As all of District 5-4A had last week off before beginning district play this week, Guyer was able to recover and refresh mentally and physically.

From the injury standpoint, the Wildcats have several players who are working their way back to 100 percent health. This week will see the first significant action for perhaps their best offensive lineman, Bryan Barrett, who will return in time to replace the newly injured Jordan Thompson.

It’s just the latest move in a revolving door on the offensive line — a problem that hasn’t affected Guyer’s offense, which has produced nearly 33 points per game against three quality Class 5A opponents.

With Barrett’s return to the lineup, the Wildcats have three offensive linemen who opened the season as starters, even though Barrett has moved from left tackle to right guard.

“We have really great players that were out originally like Barrett, and now he’s coming back to fill in for another guy,” right tackle Kyle Soltero said. “We know we have all these people that are ready to play.

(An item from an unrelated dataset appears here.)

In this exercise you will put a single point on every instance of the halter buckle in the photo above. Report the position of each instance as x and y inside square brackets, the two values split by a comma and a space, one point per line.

“Just to know that if I get hurt or if someone else does, that place will be filled and taken care of if I don’t come back at all, or until I get back, is a good feeling.”

Walsh praised not only his seven or eight guys who have seen significant time up front but also his assistant coaches for seeing to it that the Wildcats’ offense didn’t miss a beat despite all of the injuries up front.

“It’s a credit to those kids for learning what we do,” Walsh said. “We don’t just zone block, we have a lot of scheme you have to learn. It’s hard to learn left then right, inside then outside.

“It’s a credit to the coaches that coach them. [Mitch] Stovall, [Jeffrey] Barnett and [Fred] Norris do a great job of mixing those guys in and out of practice and having them prepared to play multiple spots.”

Several players are scheduled to return next week against Denton, including starting cornerbacks Will Sanders and DeMarcus Owens.

But first thing’s first for Guyer, and all that’s on the Wildcats’ minds is the start of a district campaign and the grind they face without another break after last week’s bye.

“At the start of district play there’s always some newness to it,” Walsh said. “We talk about three seasons [nondistrict, district and playoffs], and we’re starting the second one. Azle is a team that’s supposed to be in the mix, so we’re starting district and there’s a formidable opponent in front of us. It adds to the anticipation of district starting.”